Film yozlaşmayı bireyler üzerinden de anlatıyor ve aslında öğrenciler dahil kimseyi idealleştirmiyor (finalde öğrendiğimiz gerçek bunun en güçlü örneği); öğrencilere sigara satan kantinci, okulun kömüründen kendi evine gönderen kaloriferci ve döner sermayeyi özel harcaması için kullanan memur gibi farklı örnekleri var bu bireysel kusurların. Burada senaryonun açık bıraktığı noktaları da söylemek gerek: Örneğin dışarısı ile iletişimin çok zor çeken cep telefonları ile yapılmaya çalışıldığı okulda sabit hat olup olmadığını ve bu aracın varlığı veya yokluğunun nedenini anlayamıyoruz. Devletin bu kadar çok öğrencinin olduğu bir YİBO’daki acil sağlık ihtiyacını bu kadar görmezden gelip, reviri bir öğrenciye emanet etmesi de pek gerçekçi değil.
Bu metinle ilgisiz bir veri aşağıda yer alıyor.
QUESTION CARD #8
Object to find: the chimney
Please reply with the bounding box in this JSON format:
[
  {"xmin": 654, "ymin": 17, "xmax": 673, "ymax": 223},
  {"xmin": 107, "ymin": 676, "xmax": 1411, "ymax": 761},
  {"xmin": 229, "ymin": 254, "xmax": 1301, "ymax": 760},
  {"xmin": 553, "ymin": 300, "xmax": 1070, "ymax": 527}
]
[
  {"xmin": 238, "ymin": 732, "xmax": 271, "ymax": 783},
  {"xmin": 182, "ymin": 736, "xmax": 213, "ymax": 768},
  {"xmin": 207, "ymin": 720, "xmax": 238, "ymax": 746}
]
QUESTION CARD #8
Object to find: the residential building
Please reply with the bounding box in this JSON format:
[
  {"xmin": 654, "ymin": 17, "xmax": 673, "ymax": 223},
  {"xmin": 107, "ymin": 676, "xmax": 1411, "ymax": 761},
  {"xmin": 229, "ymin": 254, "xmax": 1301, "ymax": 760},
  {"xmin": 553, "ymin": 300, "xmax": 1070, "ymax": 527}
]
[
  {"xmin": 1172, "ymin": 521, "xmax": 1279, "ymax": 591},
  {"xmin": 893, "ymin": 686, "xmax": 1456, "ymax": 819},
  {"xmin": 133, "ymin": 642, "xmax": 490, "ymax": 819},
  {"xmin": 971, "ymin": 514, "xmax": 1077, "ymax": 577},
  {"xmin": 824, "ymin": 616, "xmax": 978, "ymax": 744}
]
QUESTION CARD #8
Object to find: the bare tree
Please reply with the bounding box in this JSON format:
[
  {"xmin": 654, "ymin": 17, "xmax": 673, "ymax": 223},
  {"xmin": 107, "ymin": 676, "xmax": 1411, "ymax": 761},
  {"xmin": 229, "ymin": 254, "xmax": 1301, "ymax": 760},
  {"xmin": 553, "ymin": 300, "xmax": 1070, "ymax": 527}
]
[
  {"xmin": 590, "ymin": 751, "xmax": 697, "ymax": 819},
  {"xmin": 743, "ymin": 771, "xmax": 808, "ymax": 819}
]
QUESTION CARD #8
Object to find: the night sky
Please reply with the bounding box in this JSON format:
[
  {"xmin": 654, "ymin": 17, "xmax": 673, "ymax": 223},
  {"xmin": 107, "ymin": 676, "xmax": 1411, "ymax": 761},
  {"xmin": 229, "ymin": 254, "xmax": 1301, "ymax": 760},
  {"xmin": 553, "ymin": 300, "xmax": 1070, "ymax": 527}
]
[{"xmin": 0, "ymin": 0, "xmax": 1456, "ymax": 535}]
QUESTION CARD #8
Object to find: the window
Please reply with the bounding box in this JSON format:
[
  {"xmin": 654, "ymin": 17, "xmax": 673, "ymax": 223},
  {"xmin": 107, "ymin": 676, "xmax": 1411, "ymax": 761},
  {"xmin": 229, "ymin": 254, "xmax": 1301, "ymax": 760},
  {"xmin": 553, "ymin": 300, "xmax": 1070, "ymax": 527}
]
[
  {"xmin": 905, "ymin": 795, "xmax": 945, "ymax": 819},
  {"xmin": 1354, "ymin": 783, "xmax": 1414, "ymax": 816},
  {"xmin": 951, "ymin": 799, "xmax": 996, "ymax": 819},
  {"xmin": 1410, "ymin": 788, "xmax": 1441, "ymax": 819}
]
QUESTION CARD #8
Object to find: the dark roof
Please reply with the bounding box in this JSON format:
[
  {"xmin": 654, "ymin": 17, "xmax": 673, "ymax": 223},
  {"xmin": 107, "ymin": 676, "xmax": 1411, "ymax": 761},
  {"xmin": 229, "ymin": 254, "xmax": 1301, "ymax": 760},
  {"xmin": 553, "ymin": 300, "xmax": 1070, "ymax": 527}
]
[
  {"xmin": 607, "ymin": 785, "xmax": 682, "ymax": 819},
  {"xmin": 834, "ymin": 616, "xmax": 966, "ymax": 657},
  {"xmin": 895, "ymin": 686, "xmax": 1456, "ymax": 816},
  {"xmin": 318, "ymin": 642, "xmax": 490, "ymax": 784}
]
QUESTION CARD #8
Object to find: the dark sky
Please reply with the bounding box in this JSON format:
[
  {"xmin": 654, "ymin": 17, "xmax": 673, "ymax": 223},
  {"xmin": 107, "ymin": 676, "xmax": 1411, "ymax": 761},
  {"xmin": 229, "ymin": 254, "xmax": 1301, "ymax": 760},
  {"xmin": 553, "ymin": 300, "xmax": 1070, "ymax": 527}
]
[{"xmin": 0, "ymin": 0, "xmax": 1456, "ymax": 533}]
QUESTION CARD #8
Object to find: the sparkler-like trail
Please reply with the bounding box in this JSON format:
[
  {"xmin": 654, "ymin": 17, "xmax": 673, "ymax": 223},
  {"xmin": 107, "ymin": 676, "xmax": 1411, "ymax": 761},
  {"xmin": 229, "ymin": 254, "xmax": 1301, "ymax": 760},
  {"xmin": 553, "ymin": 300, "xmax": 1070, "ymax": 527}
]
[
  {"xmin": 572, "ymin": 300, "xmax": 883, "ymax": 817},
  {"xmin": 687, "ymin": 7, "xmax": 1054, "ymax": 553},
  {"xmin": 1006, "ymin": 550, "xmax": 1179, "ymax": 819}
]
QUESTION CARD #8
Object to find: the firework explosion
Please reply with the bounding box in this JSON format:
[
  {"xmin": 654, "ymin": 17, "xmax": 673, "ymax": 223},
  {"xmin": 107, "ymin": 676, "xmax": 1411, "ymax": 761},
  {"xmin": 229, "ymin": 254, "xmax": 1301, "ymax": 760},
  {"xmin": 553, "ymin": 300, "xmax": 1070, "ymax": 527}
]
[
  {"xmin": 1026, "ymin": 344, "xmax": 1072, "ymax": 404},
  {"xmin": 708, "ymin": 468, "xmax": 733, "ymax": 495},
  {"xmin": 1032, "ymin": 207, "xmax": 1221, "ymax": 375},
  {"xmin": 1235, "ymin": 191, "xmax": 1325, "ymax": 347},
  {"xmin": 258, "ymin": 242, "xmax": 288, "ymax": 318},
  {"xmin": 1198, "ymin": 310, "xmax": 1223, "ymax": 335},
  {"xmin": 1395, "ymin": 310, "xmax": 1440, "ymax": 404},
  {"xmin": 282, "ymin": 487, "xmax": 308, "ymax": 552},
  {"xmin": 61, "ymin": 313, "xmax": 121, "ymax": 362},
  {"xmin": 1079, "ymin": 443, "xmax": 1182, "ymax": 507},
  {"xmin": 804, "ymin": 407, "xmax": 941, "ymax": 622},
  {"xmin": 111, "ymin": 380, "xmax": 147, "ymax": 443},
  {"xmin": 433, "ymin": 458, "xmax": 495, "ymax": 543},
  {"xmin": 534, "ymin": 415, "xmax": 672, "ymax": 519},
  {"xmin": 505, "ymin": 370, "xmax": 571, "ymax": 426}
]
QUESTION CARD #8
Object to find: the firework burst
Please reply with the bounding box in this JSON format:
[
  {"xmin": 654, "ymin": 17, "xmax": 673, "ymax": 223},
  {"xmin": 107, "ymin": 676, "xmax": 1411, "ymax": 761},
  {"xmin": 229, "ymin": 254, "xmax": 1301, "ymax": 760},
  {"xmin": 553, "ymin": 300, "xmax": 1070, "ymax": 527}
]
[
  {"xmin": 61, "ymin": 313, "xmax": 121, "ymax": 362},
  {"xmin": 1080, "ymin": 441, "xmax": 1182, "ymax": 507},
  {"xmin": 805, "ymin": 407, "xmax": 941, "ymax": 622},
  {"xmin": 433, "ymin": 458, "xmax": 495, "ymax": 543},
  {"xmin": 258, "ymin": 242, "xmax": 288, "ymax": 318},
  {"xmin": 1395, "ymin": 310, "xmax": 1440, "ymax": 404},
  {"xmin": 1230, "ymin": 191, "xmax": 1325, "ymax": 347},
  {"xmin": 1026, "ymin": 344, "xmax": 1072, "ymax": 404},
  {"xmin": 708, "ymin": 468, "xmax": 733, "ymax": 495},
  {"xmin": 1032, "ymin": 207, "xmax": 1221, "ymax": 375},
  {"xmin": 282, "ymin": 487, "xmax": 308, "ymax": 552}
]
Kapanış jeneriğinde alıntıların iki Rumen yazar Herta Müller ve Gellu Naum (jenerikte Neum olarak yazılmış) ile Rus yazar Dostoyevsky’den yapıldığı söylenmiş ama burada özel bir ifade veya hikâyeden bahsedilmiyor olsa gerek. Zaten yönetmenin filmin Antalya’daki gösteriminden sonra Sinematürk’e verdiği röportajda esin kaynakları arasında Hitchcock ve Abbas Kiarostami’nin yanında bu yazarları da anması daha çok tematik bir esinlenmenin söz konusu olduğunu gösteriyor. Sinemadaki ilham kaynakları olarak İngiliz ve İranlı iki ustayı doğru bir şekilde belirtmiş Karahan; burada özellikle Hitchcock’u anmakta yarar var. İkinci yarıda gerçeğin ne olduğunu ve nasıl olduğunu anlamaya yönelik konuşmalar, iz sürmeler ve birdenbire ortaya çıkan ve gittikçe artan gizemi çok iyi işleyen bir senaryo var karşımızda. Finale kadar uzanan bu bölümler ilgiyi artıran, öyküye beklenmedik ek bir boyut katan ve gerçeğe ulaşana kadar herkesin suçunun tek tek ortaya dökülmesini sağlayan bir içeriğe sahip ve Karahan hiçbir oyuna, zorlamaya başvurmadan çok doğal bir şekilde görselleştirmiş bu içeriği.
Sinemada daha önce pek çok filmde (örneğin Truffaut’nun 1959 tarihli “Les Quatre Cent Coups” (400 Darbe) adlı başyapıtı) gördüğümüz bir son kareye sahip film. Tıpkı Jean-Pierre Léaud’un kameraya, bize yönelttiği “hesap soran; hüzünlü; belirsizlik, umut ve hayal kırıklığı dolu” bakışın bir benzerini Yusuf’un yüzünde görüyoruz finalde. Yaşananların sertliğini artırdığı bu bakışa Yusuf’un öykü boyunca sahip olması, Karahan’ın bu tercihini bir öykünme ve esinlenme olmanın ötesine taşıyor. Tek bir sahne dışında hep hareketli bir kamera tercihi var filmde ve o sahnedeki farklılık, gördüğümüzün etkisini artırıyor. Kamera bizim Yusuf ile aynı bakışa sahip olmamızı sağlıyor bu sahnede; o ve Mehmet revirin içinde birliktedirler bu sahnede ve pencereye doğru bakmaktadır Yusuf. Pencerenin ardında ise bir hareketlilik vardır Mehmet ile ilgili ve pek çok öğrenci de içeriyi görmek için cama yığılmıştır. Karahan’ın, görüntü yönetmeni Türksoy Gölebeyi ile birlikte, çerçevelemenin hikâyenin içeriğine uygun düşen “akademi oranı” olarak belirlenmesinin de katkısı ile, yarattığı kasvetli görselliğin örneklerinden biri bu görüntü.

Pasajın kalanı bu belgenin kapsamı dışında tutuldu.